Le milieu social, dès ses débuts, est également très modifiable et, suivant la cérébralité des individus le composant, il se construit sur un type ou sur un autre ; mais au fur et à mesure de son évolution, les individus, par division du travail, spécialisation, créent des organisations différentes, lesquelles déterminent à leur tour une psychologie particulière, une déformation professionnelle, de telle manière que, l' individu et sa fonction ne sont plus que la partie d’un tout : l'individu créant et exécutant la fonction ; la fonction déformant l'individu.

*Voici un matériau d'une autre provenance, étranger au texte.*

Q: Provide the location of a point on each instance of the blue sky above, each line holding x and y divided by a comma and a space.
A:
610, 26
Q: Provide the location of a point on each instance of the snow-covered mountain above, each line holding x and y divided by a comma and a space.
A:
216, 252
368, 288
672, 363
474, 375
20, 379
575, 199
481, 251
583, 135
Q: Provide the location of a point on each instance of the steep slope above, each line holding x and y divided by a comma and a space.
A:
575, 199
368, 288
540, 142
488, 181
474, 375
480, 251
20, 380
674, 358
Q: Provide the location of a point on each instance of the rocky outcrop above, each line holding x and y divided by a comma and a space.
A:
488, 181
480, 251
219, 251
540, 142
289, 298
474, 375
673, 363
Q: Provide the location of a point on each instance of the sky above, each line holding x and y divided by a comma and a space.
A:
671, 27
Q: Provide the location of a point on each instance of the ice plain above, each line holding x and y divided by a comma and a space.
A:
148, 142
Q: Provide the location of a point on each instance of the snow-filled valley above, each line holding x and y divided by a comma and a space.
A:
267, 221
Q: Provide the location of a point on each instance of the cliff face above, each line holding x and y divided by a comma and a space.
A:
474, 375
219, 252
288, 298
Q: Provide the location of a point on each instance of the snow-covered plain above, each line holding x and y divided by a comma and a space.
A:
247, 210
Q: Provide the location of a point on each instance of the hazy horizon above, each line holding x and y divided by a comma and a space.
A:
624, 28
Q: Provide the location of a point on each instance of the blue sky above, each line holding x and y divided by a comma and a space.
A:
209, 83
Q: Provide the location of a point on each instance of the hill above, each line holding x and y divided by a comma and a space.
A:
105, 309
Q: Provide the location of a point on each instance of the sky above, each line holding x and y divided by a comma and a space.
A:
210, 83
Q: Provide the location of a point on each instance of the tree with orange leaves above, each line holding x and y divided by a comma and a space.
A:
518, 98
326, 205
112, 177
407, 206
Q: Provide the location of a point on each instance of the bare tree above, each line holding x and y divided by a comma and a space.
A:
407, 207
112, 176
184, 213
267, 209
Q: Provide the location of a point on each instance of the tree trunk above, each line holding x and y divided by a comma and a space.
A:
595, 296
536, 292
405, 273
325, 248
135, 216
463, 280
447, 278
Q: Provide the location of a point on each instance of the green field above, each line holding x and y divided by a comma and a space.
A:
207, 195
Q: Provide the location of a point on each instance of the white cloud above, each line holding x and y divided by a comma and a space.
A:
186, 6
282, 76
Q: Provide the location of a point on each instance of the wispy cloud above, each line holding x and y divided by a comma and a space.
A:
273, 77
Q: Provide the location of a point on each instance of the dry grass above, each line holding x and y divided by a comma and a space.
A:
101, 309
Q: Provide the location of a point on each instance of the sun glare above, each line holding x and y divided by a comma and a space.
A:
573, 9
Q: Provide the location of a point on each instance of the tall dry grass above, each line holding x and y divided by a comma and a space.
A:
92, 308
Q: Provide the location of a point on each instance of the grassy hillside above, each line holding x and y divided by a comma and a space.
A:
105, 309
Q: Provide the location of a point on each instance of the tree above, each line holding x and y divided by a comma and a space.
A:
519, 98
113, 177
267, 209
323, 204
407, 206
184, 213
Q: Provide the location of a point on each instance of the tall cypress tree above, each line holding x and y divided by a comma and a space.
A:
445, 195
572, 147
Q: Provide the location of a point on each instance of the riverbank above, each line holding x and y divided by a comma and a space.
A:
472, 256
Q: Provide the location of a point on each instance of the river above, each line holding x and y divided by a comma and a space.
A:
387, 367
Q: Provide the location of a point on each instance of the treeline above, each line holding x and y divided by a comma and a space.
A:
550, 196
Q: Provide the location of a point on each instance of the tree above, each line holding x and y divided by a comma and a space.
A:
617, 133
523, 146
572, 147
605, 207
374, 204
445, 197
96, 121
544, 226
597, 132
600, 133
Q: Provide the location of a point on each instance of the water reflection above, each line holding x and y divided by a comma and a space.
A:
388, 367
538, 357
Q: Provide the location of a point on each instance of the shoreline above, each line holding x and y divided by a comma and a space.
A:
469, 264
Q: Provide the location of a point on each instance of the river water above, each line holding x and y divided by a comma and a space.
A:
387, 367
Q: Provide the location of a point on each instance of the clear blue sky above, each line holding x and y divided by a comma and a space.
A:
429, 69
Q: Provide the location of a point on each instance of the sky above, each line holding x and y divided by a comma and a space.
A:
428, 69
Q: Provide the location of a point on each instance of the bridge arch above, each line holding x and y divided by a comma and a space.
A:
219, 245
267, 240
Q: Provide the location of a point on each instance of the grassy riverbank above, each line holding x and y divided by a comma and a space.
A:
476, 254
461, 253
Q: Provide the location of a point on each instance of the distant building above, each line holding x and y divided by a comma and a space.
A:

L'organisation du milieu social peut alors se comparer quelque peu à l'organisation animale par ses innombrables constructions matérielles, ses édifices, ses industries, ses routes, etc..., formant un ensemble cohérent, une sorte de squelette déterminant l'aspect particulier qui lui est propre. Ce squelette, par une sorte de cristallisation, produit du fonctionnement social détermine à son tour l'activité collective et s'oppose à toute transformation tendant à modifier profondément sa structure. L'inévolution morale, sa stagnation ne paraissent pas avoir d'autres bases. Le milieu social ne forme pas un tout coordonné harmonieusement, comme cela devrait être ; il crée de multiples milieux à intérêts opposés, développant l'esprit de lutte, l'esprit agressif, inter-humain, et non l'esprit de concorde. Cet esprit de lutte favorise bien l'intelligence, mais nullement le sens moral, continuellement heurté par des éléments contradictoires. Le problème de l'amélioration et de la transformation des sociétés humaines par l'éducation ou la révolution est donc très difficultueux, car il se heurte à des impossibilités de réalisation dans les deux cas... La révolution (qui peut être considérée comme une mort de l'organisation sociale supprimée) laisse les germes sociaux qui sont les individus avec des mentalités à peu près identiques et peu transformées. Ils donnent donc naissance à d'autres sociétés peu différentes des anciennes, ainsi que nous le montrent tous les événements historiques. D'autre part, l'éducation véritable s'effectue par ces différents organismes sociaux, ces différents milieux qui tendent à se perpétuer toujours semblables à eux-mêmes. Ainsi se prolongent les milieux bourgeois, ouvriers, commerçants, industriels, militaires, paysans, intellectuels, artistes, etc... etc... Comme il n'est au pouvoir de personne de changer subitement la psychologie de ces milieux, ils influencent et éduquent les jeunes êtres selon leurs concepts moraux opposés les uns aux autres, et contribuent ainsi à prolonger l'immoralité générale tendant à favoriser les intérêts particuliers au détriment de l'intérêt général. L'évolution morale collective sera donc excessivement longue par cette persistance des causes d'immoralité.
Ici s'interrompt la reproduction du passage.